Good social skills, confidence and high self esteem - and that goes for adults too I believe. My DS is ‘popular’ in that he has a wide circle of friends, he doesn’t have any ‘best’ mates, which I actually think is quite a good thing and he gets on with a wide range of different types of people. He is also sporty and will happily join a new team where he knows no one for the sake of a game.
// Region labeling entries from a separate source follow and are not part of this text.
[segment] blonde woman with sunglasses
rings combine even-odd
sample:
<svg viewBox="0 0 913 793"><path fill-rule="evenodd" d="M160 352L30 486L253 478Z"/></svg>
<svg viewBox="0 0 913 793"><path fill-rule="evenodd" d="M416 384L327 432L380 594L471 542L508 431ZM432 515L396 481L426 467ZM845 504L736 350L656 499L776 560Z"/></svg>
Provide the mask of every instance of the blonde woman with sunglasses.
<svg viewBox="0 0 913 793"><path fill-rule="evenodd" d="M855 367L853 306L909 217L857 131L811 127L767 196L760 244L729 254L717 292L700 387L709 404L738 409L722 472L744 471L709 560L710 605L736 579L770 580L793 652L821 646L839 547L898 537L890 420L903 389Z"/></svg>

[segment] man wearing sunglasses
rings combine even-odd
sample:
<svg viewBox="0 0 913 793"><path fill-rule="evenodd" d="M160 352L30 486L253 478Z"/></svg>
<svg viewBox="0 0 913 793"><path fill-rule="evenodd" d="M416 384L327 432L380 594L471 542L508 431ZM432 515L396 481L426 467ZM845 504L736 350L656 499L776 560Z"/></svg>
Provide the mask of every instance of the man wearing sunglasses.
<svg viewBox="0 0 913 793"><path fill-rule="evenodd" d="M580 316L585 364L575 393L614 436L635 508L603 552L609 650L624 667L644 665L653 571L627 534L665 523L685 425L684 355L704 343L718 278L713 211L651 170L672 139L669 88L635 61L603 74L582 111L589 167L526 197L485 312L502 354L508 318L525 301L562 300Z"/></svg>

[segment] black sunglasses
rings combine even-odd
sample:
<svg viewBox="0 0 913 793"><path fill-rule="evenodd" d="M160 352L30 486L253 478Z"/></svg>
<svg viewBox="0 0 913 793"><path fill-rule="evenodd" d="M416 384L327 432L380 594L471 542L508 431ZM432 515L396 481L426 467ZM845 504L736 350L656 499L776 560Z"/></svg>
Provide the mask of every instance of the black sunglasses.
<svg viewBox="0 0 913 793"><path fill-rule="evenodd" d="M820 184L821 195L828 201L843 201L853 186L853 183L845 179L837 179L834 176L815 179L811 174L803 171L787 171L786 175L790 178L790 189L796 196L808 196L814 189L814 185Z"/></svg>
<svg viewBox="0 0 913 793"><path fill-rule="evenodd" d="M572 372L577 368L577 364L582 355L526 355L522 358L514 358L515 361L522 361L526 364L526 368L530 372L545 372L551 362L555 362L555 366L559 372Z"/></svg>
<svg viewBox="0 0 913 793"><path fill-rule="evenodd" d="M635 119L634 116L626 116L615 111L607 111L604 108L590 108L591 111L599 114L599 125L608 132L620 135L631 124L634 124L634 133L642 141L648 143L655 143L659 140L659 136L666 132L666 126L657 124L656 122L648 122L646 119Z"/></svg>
JacquesHammer · 21/11/2018 17:34

My DS is ‘popular’ in that he has a wide circle of friends, he doesn’t have any ‘best’ mates, which I actually think is quite a good thing and he gets on with a wide range of different types of people

I definitely agree with that.

Sowhatifidosnore · 21/11/2018 17:35

At my school the popular girls were outgoing and confident and accomplished at something - a sport or music or brainy. They weren’t the prettiest, but usually fun. They weren’t mean, but that may have been because most of us had known each other from the age of 5 or 6 from the feeder schools and it was an academically selective grammar school, dick around too much or behave badly or bully and you were out on your ear to the secondary school down the road. If you survived not being murdered by your own parents for chucking away a scholarship that’s was...

missperegrinespeculiar · 21/11/2018 17:37

hmm, yes, difficult. My two DCs are quite popular, one because he is easy going, non-competitive, self-deprecating, very smiley and friendly, the other because he is very good at sports and fiercely loyal to his friends, but this is primary, will have to wait and see what happens at secondary

in my own experience, the popular girls were the pretty, rich, mean ones. I was in a very strange position, as I was very nerdy and very academic, so should have been bullied, but I was befriended by one of the popular girls, because she happened to be very smart and secretly very academic herself (she tried to hide it), so was somewhat protected, I was told years later by one of the popular boys that they were also worried I would make them look like fools if they tried to tease me

as for later success, yes, I did do better than most of the populars!

youarenotkiddingme · 21/11/2018 17:39

You summed it up in your post.

The loud and negative kids appear popular - because everyone wants to stay on the right side of them.

Better to have a few close friends who will genuinely have your back than a bunch of fearful followers who will run when they can/mature.

Perfectly1mperfect · 21/11/2018 17:40

So many others seem to be 'popular' by exclusion and meanness.

Absolutely this. Popular doesn't always mean 'liked'. In many cases it just means that other kids are go along with them to keep in so that they are not targeted themselves. Those popular at age 14/15 often find they are not such popular people when they are in their 20's and 30's.